Gesù si trovava in un
luogo solitario a pregare. Silenzio, solitudine, preghiera: è un momento carico
della più grande intimità per questo piccolo gruppo di uomini. E i discepoli
erano con lui... Intimità tra loro e con Dio. È una di quelle ore speciali in
cui l'amore si fa come tangibile, lo senti sopra, sotto, intorno a te, come un
manto luminoso; momenti in cui ti senti «docile fibra dell'universo»
(Ungaretti). In quest'ora importante, Gesù pone una domanda decisiva, qualcosa
da cui poi dipenderà tutto: fede, scelte, vita... ma voi, chi dite che io sia?
Gesù usa il metodo delle domande per far crescere i suoi amici. Le sue domande
sono scintille che accendono qualcosa, che mettono in moto cammini e crescite.
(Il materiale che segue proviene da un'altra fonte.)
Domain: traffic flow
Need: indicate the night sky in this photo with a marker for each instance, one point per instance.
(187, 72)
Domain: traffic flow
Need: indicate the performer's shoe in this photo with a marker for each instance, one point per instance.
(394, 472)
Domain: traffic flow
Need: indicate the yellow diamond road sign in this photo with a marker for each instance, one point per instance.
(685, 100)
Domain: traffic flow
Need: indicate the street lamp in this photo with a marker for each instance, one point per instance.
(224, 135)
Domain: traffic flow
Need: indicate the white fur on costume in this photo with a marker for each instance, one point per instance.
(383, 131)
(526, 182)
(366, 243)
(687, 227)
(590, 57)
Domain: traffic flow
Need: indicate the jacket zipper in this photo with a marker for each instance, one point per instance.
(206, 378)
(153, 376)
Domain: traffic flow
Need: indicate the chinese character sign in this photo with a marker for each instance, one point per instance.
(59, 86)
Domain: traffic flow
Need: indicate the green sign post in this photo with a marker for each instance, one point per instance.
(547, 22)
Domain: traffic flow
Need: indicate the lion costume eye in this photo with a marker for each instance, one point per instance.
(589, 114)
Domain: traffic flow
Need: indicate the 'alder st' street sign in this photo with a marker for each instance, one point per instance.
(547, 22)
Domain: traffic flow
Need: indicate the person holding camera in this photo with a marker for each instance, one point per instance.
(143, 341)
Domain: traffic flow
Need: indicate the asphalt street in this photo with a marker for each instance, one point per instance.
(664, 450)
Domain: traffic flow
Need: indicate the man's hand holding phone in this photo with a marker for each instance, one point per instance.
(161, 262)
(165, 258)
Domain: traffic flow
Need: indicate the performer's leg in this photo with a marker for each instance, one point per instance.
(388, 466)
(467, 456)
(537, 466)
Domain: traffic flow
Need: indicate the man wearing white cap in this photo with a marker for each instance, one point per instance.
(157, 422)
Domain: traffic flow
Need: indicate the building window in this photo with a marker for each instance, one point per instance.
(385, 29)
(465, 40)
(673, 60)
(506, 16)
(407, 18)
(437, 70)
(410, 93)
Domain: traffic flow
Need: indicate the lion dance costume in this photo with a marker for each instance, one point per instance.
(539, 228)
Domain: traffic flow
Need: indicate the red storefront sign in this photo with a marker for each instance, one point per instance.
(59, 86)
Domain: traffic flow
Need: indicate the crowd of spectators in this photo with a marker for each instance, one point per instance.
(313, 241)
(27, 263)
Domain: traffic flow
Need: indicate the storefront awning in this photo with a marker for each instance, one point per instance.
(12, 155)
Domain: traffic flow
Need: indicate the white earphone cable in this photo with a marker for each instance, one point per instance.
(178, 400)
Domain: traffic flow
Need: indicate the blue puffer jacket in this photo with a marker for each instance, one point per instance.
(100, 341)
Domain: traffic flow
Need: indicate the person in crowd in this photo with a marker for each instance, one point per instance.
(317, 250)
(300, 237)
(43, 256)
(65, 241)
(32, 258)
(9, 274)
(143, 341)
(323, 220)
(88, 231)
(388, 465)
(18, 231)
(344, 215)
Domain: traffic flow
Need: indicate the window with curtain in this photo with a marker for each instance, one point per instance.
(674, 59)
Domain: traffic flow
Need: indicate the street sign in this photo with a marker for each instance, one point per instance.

Gesù vuole i suoi poeti e pensatori della vita. «La differenza profonda tra gli
uomini non è tra credenti e non credenti, ma tra pensanti e non pensanti»
(Carlo Maria Martini) La domanda inizia con un “ma”, ma voi, una avversativa,
quasi in opposizione a ciò che dice la gente. Non accontentatevi di una fede
“per sentito dire”, per tradizione. Ma voi, voi con le barche abbandonate, voi
che avete camminato con me per tre anni, voi miei amici, che ho scelto a uno a
uno, chi sono io per voi? E lo chiede lì, dentro il grembo caldo dell'amicizia,
sotto la cupola d'oro della preghiera. Una domanda che è il cuore pulsante
della fede: chi sono io per te? Non cerca parole, Gesù, cerca persone; non
definizioni di sé ma coinvolgimenti con sé: che cosa ti è successo quando mi
hai incontrato? Assomiglia alle domande che si fanno gli innamorati: - quanto
posto ho nella tua vita, quanto conto per te? E l'altro risponde: tu sei la mia
vita. Sei la mia donna, il mio uomo, il mio amore. Gesù non ha bisogno della
opinione di Pietro per avere informazioni, per sapere se è più bravo dei
profeti di prima, ma per sapere se Pietro è innamorato, se gli ha aperto il
cuore. Cristo è vivo, solo se è vivo dentro di noi. Il nostro cuore può essere
la culla o la tomba di Dio. Può fare grande o piccolo l'Immenso. Perché
l'Infinito è grande o piccolo nella misura in cui tu gli fai spazio in te, gli
dai tempo e cuore. Cristo non è ciò che dico di Lui ma ciò che vivo di Lui.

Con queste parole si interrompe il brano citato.